Relational Databases
Relational databases are another common source of data for XML documents. Some databases such as FileMaker Pro have built-in support for outputting tables as XML documents. Others do not. However, even if your database can export tables as XML documents, its XML format may not be the XML format you want. Fortunately, as long as there's a JDBC driver for your database of choice, it's not hard to extract the information from it and write that information into an XML document in the desired form.

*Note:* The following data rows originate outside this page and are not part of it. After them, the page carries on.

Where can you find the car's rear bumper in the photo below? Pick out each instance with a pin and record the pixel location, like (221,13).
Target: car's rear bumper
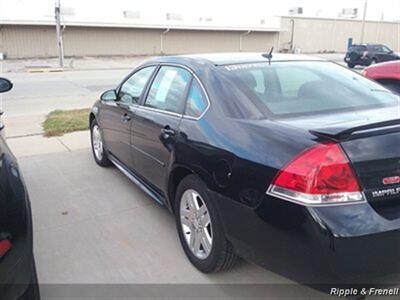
(17,269)
(332,245)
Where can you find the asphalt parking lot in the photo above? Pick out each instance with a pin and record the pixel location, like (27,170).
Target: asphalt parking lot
(93,226)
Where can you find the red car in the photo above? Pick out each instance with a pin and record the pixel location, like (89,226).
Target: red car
(387,74)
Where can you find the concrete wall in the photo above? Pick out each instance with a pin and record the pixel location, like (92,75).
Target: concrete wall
(314,35)
(22,41)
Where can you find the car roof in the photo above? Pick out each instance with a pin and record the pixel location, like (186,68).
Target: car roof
(218,59)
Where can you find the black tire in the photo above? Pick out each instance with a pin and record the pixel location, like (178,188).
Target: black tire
(103,161)
(222,255)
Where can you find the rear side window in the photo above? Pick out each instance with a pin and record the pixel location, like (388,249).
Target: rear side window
(132,89)
(196,103)
(169,89)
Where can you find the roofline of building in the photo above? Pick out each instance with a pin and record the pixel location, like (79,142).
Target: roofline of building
(143,26)
(337,19)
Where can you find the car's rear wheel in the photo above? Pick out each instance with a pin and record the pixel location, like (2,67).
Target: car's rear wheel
(200,229)
(99,153)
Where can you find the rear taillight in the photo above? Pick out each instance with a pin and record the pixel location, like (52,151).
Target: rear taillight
(5,246)
(320,175)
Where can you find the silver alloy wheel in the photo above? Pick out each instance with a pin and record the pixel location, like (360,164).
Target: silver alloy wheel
(196,224)
(97,142)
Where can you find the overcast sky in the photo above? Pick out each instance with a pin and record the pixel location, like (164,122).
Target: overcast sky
(222,12)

For this example, I'll use the same budget data previously read out of a CSV file in a single relational table that reflects the original flat structure of the files distributed by the Office of Management and Budget. Doubtless they have the data in their own relational databases, probably divided up into multiple tables; but they don't publish it that way. They do state, “If you plan to use these data in a relational database, you should designate the following fields as 'primary' to uniquely identify each row of data: agency code, bureau code, account code, subfunction code, BEA category, Grant/Nongrant, and On- Off-budget field.” The SQL CREATE TABLE statement that initializes this table is as follows:
CREATE TABLE BudgetAuthorizationTable ( AgencyCode CHAR(3), AgencyName VARCHAR(89), BureauCode CHAR(2), BureauName VARCHAR(89), AccountCode VARCHAR(6), AccountName VARCHAR(160), TreasuryAgencyCode CHAR(2), SubfunctionCode CHAR(3), SubfunctionTitle VARCHAR(72), BEACategory VARCHAR(13), On-Off-BudgetIndicator VARCHAR(10), FY1976 INTEGER, TransitionQuarter INTEGER, FY1977 INTEGER, FY1978 INTEGER, FY1979 INTEGER, FY1980 INTEGER, FY1981 INTEGER, FY1982 INTEGER, FY1983 INTEGER, FY1984 INTEGER, FY1985 INTEGER, FY1986 INTEGER, FY1987 INTEGER, FY1988 INTEGER, FY1989 INTEGER, FY1990 INTEGER, FY1991 INTEGER, FY1992 INTEGER, FY1993 INTEGER, FY1994 INTEGER, FY1995 INTEGER, FY1996 INTEGER, FY1997 INTEGER, FY1998 INTEGER, FY1999 INTEGER, FY2000 INTEGER, FY2001 INTEGER, FY2002 INTEGER, FY2003 INTEGER, FY2004 INTEGER, FY2005 INTEGER, FY2006 INTEGER, PRIMARY KEY (AgencyCode, BureauCode, AccountCode, SubfunctionCode, BEACategory, On-Off-BudgetIndicator) );
The specific database I chose for this example is Microsoft Excel, mostly because it could very easily read the CSV files with which I started. Excel isn't the best example of a relational database. In fact, it isn't a relational database at all. But Excel does allow you to define a range of cells as a table, and then associate that table with an ODBC data source. This data source can then be read with SQL using JDBC through the JdbcOdbcDriver, which is all I really want to show here. Aside from the choice of JDBC driver, all statements will be completely database independent. The name of the ODBC data source is budauth. The name of the table in that source is BudgetAuthorizationTable.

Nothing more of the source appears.